The Court first found that the GCPA was primarily an “appropriations rider” and that it is made up of mostly “platitudes,” therefore California’s program could not create an obstacle to its implementation. The Court then found that California’s program was “entirely consistent” with the objectives of the UNFCCC and therefore was not in conflict with that treaty.
The United States also attempted to argue that California’s program was inconsistent with the Trump Administration’s intent to withdraw from the Paris Accord because the linkage assisted Canada in fulfilling its commitments under the Paris Accord.
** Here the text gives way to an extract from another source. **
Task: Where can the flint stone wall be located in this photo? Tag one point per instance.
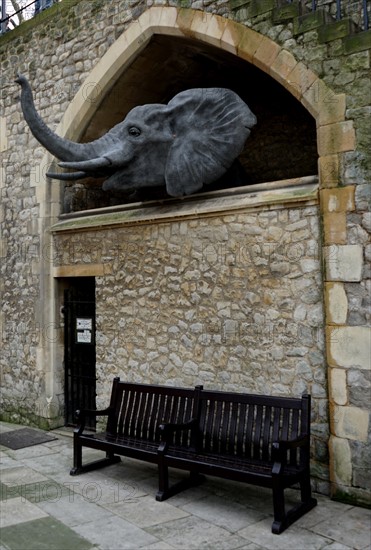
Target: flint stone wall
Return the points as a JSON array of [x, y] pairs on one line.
[[232, 302], [57, 51]]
The Court initially noted that while the Trump Administration has given notice of its intent to withdraw from the Paris Accord, the earliest that such a withdrawal could take place under the terms of the Accord would be in November 2020, therefore the United States is still a party to the agreement. California and Quebec, as subnational entities, are not themselves parties to the Paris Accord. Furthermore, the Court noted that if the United States does in fact withdraw from the Paris Accord, then Canada would not be permitted to utilize the linkage between California and Quebec’s programs to meet its commitments under the Accord, because such linkages may only be utilized if they are between parties to the Paris Accord. As a result, the Court concluded there is no conflict between the California-Quebec agreement and the Administration’s intent to withdraw from the Paris Accord.
The Court further found that there were no other Federal treaties, statutes, or official policies rejecting the type of cross-border mitigation strategy employed by the California program and that the Trump Administration’s claim that it intends to negotiate a “better deal” on international climate change measures—at some undefined point in the future—was not sufficient to constitute such a policy. Consequently, the Court held that California’s linkage of its cap-and-trade program to Quebec dos not conflict with Federal law or policy and is not preempted.
The Court likewise rejected federal claims that the California-Quebec agreement intrudes into a field preempted by the federal government. The Court observed that California’s program exceeds the traditional scope of state responsibilities because it explicitly attempts to encourage other countries to take action to reduce greenhouse gas emissions, rather than only seeking to impact emissions taking place within the state. Nonetheless, the Court held that California’s program did not intrude upon the power of the Federal government to engage in foreign affairs, because the program is not in conflict with any existing treaty, statute, or official policy. The Court noted that a future treaty, statute, or policy may preempt California’s program, but held that the United States’ “fears” of such future intrusion are merely speculative.
The District Court has now disposed of the federal challenge to the California-Quebec agreement. Unless the federal government appeals, the agreement with Quebec will remain one of the cornerstones of California’s efforts to reduce greenhouse gas emissions through a cap-and-trade regime and may serve as the model for linkages to other jurisdictions in the future.